As many employers know, California Supplemental Paid Sick Leave (SPSL) for COVID-19 was set to expire on September 30, 2022. However, on September 29, Governor Newsom signed Assembly Bill No. 152 (AB 152), extending SPSL through December 31, 2022.  AB 152 was an urgency bill, which means it took effect upon signature of the Governor.

What is SPSL Again?

SPSL applies to employers with 26 or more employees. Employees who are unable to work or telework due to certain reasons related to COVID-19 are entitled to up to 40 hours of SPSL. They may also take up to 40 additional hours of SPSL if the employee, or a family member for whom the covered employee is providing care, tests positive for COVID-19.

Importantly, AB 152 only extends the eligibility period for SPSL; it does not expand an employee’s leave entitlement or create a new leave bank. Employees who have previously exhausted their SPSL are not entitled to additional SPSL under this bill.

Did AB 152 Make Any Changes to SPSL?

Yes, under the prior version of SPSL, an employer could deny SPSL if the employee refused to submit documentation of a COVID test result. AB 152 expands this entitlement to allow employers to deny a request for SPSL if the employee refuses to submit to a COVID test at all.

The bill also authorizes the employer to require, if a COVID-19 diagnostic test is positive, the employee to submit to a second diagnostic test after 24 hours of taking the first test. Employers are required to provide both tests at no cost to the employee.

Is Government Aid Available to Assist Small Business with Providing SPSL?

Yes, this bill created the California Small Business and Nonprofit COVID-19 Relief Grant Program to assist qualified small businesses or nonprofits that  incur costs for COVID-19 SPSL. The program provides grants up to $50,000 to qualified small businesses and nonprofits., which include:: (1) businesses registered as a “C” corporation, “S” corporation, cooperative, limited liability company, partnership, or limited partnership and nonprofits registered as 501(c)(3), 501(c)(6), or 501(c)(19) organizations; (2) who began operating before June 1, 2021; (3) are currently active and operating; (4) have 26 to 49 employees; (5) have provided COVID-19 SPSL pursuant to the requirements of the Labor Code; and (6) provide the required documentation with their application.

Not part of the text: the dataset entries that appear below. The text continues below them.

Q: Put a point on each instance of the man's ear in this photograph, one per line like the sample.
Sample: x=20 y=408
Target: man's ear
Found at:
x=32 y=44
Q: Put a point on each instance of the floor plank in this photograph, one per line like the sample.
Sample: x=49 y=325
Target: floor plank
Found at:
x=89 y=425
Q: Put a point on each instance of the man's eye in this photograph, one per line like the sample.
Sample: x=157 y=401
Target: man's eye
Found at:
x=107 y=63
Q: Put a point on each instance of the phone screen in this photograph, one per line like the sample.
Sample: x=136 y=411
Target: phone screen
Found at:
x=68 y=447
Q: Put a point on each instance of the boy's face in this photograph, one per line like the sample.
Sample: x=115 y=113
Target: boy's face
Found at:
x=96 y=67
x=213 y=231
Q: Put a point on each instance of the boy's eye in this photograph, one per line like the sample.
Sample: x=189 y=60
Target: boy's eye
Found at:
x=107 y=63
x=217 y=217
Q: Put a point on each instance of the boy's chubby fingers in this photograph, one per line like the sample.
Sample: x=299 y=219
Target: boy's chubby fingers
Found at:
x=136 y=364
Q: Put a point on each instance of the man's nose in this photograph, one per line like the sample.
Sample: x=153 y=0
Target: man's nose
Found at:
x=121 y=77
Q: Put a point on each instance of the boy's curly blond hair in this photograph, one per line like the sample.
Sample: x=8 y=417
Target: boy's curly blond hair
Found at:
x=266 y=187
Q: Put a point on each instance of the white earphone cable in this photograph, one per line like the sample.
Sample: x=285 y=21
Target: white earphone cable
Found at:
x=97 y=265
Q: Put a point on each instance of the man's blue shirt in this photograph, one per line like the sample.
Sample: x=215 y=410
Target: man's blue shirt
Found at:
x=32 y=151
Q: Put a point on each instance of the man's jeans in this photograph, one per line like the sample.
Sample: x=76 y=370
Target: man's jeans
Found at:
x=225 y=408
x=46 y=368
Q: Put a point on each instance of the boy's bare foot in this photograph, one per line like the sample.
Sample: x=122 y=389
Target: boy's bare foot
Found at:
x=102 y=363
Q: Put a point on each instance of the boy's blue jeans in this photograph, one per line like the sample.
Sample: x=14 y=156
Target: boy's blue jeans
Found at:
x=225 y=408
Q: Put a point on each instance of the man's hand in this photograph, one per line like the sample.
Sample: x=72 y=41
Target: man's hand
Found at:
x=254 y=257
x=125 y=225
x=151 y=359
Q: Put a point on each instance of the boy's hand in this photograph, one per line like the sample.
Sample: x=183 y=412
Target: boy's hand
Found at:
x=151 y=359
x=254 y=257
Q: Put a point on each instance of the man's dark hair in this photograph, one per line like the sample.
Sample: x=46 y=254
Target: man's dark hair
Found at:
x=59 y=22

 Is This SPSL Extension Final ?

Maybe not. Cal/OSHA’s Emergency Temporary Standards (ETS) are set to expire December 31, 2022. However, Cal/OSHA has published a proposed rule that would extend the ETS through 2024. Yet, this rule is not final and Cal/OSHA does not have another meeting scheduled regarding the new rule. Employers should continue to comply with the current ETS through December 31, 2022 and monitor the status of the proposed ETS that may replace the current ETS to ensure compliance.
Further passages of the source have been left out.